Hence, there are no vertical asymptotes either.
### Conclusion:
After analyzing the function [tex]\( y = \sqrt{1 + x^2} \sin \frac{1}{x} \)[/tex] as [tex]\( x \)[/tex] approaches positive and negative infinity, as well as zero, we can conclude:
The curve [tex]\(y = \sqrt{1 + x^2} \sin \frac{1}{x} \)[/tex] does not have vertical or horizontal asymptotes.
### 1. Horizontal Asymptotes:
Horizontal asymptotes occur if the function approaches a specific finite value as [tex]\( x \)[/tex] approaches [tex]\( \infty \)[/tex] or [tex]\( -\infty \)[/tex].
- As [tex]\( x \to \infty \)[/tex]:
The term [tex]\( \sqrt{1 + x^2} \)[/tex] grows without bound because [tex]\(1 + x^2\)[/tex] becomes very large and taking the square root of a very large number still results in a large number. On the other hand, [tex]\(\sin \frac{1}{x} \)[/tex] oscillates between -1 and 1, but does not settle to any particular value. As a result, the product [tex]\(\sqrt{1 + x^2} \sin \frac{1}{x}\)[/tex] also oscillates and does not approach a finite limit.
- As [tex]\( x \to -\infty \)[/tex]:
Similarly, the behavior when [tex]\( x \to -\infty \)[/tex] is analogous to [tex]\( x \to \infty \)[/tex]. Here, [tex]\(\sqrt{1 + x^2}\)[/tex] still grows large since the square root of a large positive number is always positive and large. [tex]\(\sin \frac{1}{x} \)[/tex] continues to oscillate between -1 and 1. Therefore, the product [tex]\(\sqrt{1 + x^2} \sin \frac{1}{x}\)[/tex] oscillates as well and does not approach a finite limit.

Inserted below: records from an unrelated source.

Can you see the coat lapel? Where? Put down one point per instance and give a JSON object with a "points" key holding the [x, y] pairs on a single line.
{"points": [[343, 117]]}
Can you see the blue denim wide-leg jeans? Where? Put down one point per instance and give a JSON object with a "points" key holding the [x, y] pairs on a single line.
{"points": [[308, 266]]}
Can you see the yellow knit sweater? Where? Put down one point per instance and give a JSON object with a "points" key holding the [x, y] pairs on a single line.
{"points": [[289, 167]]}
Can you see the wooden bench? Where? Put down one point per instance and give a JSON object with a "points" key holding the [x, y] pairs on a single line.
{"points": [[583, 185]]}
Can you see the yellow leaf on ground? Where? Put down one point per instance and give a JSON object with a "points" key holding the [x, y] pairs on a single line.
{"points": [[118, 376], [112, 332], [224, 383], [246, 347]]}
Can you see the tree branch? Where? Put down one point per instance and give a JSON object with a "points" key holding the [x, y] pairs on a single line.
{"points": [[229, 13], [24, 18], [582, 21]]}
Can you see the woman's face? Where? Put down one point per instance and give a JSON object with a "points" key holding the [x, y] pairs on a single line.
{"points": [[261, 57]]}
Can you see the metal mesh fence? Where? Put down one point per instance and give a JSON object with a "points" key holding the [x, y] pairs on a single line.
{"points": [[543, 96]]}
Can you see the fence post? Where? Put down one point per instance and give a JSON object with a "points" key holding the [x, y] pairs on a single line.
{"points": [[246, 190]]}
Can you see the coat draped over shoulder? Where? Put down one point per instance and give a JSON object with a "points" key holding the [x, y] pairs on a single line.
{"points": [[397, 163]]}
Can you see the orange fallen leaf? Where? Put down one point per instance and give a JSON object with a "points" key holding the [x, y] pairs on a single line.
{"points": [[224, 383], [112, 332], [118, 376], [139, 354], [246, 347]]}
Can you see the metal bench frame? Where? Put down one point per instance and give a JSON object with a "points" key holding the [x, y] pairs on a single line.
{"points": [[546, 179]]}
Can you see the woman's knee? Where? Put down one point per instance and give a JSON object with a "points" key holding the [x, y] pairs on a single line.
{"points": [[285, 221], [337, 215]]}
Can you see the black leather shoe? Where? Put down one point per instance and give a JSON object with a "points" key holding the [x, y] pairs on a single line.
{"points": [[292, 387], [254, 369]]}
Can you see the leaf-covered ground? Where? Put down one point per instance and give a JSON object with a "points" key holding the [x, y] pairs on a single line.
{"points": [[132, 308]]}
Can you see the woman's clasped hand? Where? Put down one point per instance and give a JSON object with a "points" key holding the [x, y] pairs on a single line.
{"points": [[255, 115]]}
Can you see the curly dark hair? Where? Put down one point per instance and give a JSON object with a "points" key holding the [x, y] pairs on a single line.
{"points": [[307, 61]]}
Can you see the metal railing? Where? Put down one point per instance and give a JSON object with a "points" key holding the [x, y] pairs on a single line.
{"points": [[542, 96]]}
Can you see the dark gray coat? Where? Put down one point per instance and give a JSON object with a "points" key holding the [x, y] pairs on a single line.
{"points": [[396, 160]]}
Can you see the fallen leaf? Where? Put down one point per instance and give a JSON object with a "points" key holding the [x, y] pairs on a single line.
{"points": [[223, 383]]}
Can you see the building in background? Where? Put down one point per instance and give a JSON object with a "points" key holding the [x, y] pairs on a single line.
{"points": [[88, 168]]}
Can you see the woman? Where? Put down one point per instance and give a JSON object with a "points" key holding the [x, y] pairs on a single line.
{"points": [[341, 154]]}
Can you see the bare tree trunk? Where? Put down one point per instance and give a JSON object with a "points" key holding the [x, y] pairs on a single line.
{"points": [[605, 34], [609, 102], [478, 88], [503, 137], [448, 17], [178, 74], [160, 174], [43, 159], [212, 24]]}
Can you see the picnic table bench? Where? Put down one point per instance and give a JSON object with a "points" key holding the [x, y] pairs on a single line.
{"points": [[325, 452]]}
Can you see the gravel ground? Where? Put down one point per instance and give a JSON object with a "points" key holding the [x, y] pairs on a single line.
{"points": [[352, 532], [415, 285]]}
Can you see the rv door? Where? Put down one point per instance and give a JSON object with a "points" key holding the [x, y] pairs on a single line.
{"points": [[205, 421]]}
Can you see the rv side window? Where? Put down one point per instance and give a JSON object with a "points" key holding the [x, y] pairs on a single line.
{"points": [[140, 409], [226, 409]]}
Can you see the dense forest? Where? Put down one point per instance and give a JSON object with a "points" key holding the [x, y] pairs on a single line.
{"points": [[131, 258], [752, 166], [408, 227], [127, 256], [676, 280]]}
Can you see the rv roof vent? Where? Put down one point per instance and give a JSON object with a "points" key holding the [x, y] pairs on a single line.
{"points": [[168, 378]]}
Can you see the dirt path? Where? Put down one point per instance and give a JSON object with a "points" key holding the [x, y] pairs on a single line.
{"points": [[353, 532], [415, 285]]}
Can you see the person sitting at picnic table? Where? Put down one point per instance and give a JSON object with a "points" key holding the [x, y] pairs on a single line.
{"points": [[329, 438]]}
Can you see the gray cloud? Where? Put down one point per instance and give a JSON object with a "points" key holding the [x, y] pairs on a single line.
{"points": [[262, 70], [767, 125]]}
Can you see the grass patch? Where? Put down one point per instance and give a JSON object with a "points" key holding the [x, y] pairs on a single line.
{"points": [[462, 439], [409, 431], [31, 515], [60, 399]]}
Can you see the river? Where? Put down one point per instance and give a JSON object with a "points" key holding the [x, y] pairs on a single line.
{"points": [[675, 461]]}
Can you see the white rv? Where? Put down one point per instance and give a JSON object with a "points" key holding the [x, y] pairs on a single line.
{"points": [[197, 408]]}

Thus, the function does not have horizontal asymptotes.
### 2. Vertical Asymptotes:
Vertical asymptotes commonly occur if the function heads to [tex]\(\infty\)[/tex] or [tex]\(-\infty\)[/tex] as [tex]\(x\)[/tex] approaches a certain finite value.
- As [tex]\( x \to 0 \)[/tex]:
Consider the limit as [tex]\( x \)[/tex] approaches zero. The term [tex]\(\frac{1}{x}\)[/tex] grows extremely large in magnitude, causing the sine function to oscillate very rapidly between -1 and 1. This rapid oscillation means [tex]\(\sin \frac{1}{x}\)[/tex] does not settle to any finite value, but rather, causes [tex]\( \sqrt{1 + x^2} \sin \frac{1}{x} \)[/tex] to oscillate uncontrollably. Therefore, there is no specific direction towards infinity or negative infinity.
Hence, there are no vertical asymptotes either.
### Conclusion:
After analyzing the function [tex]\( y = \sqrt{1 + x^2} \sin \frac{1}{x} \)[/tex] as [tex]\( x \)[/tex] approaches positive and negative infinity, as well as zero, we can conclude:
The curve [tex]\(y = \sqrt{1 + x^2} \sin \frac{1}{x} \)[/tex] does not have vertical or horizontal asymptotes.